Si nous ne vous épargnerons pas quelques chiffres et autres détails techniques dans ce dossier, nous sommes par contre tombés sur un exemple idéal qui nous permet d'illustrer en pratique le rendu 3D et ainsi de le démystifier quelque peu.

3DMark 11
Dès la sortie de 3DMark 11, il y a près d'un an, nous nous sommes plongés dans ses entrailles afin d'observer s'il représente bien une utilisation intéressante de DirectX 11, utile pour juger des capacités des GPUs actuels dans les jeux à venir. Cela a pris du temps, compte tenu des milliers de commandes de rendu à observer ainsi que des bugs et autres limitations dont souffrent les outils d'analyse proposés par AMD et Nvidia, ce qui nous a poussés à mettre en pause ce dossier à plusieurs reprises.

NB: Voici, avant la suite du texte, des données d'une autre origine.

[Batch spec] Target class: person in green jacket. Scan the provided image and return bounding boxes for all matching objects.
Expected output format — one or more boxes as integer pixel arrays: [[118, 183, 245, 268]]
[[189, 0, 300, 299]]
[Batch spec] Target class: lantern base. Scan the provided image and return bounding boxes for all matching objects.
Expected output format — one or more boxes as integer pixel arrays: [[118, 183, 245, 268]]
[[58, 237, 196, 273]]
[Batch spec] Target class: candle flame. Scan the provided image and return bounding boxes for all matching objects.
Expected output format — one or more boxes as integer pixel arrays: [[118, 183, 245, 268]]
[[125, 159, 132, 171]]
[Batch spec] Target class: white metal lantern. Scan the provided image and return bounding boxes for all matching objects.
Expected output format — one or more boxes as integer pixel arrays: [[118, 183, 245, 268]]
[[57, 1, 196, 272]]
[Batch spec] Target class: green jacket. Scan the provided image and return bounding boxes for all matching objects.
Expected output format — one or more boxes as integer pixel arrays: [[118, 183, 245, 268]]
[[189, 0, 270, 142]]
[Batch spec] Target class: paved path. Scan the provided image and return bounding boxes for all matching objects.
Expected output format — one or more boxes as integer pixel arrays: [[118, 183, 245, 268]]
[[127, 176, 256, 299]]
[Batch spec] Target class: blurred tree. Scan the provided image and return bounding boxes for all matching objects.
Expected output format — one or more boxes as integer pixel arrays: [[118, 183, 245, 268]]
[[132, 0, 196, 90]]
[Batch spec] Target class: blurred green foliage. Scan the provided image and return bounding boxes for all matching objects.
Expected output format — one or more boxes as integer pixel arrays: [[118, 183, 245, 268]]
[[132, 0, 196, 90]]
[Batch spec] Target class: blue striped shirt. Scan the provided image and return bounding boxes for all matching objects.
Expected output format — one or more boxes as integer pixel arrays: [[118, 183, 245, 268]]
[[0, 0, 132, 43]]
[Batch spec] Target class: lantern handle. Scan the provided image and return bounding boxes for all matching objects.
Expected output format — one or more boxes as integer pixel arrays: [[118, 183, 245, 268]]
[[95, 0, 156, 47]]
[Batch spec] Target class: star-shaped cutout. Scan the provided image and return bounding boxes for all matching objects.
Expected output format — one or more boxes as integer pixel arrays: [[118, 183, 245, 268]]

Si ces observations nous permettent de formuler plusieurs critiques par rapport à l'utilisation faite par 3DMark 11 des nouveautés de DirectX11, nous y viendront dans un prochain dossier, elles ont également mis en avant une rare opportunité de vous aider à comprendre, à travers des visuels clairs, les différentes étapes nécessaires à la construction d'un rendu 3D temps-réel moderne tel qu'utilisé dans les jeux vidéo récents : le rendu différé. Il consiste à préparer au préalable tous les ingrédients nécessaires à la construction de l'image, à les stocker dans des mémoires tampons intermédiaires et à les combiner pour calculer l'éclairage seulement une fois que toute la scène a été passée en revue, de manière à éviter le calcul des pixels cachés.

S'ils font leur travail correctement, les développeurs s'efforcent d'optimiser les moindres détails du rendu 3D pour lequel ils ont opté, ce qui a pour conséquence, au niveau auquel nous pouvons l'observer, de rendre floues voire de faire disparaître complètement la séparation entre les différentes étapes qui le composent. Pour Futuremark, qui met au point 3DMark 11, la donne est différente puisque l'objectif est de comparer les performances de différentes cartes graphiques avec des techniques de rendu modernes, d'une manière aussi objective que possible, et non de chercher à mettre en place un maximum de petites optimisations. C'est ce qui nous permet de prendre des "clichés" de la construction de l'image.


Nous y avons ajouté quelques chiffres qui permettent de prendre la mesure de la complexité des rendus modernes, ainsi que quelques explications sur les techniques utilisées. Afin que les visuels puissent permettre à un plus grand nombre de comprendre comment fonctionne la 3D, nous avons d'une part déporté les explications plus détaillées dans des encadrés, et d'autre part intégré un récapitulatif des différentes étapes dans la dernière page de ce dossier. Il permettra à celui pour qui "normal map" ou "R11G11B10_FLOAT" représentent des gros mots de visualiser simplement et rapidement comment se construit une image 3D.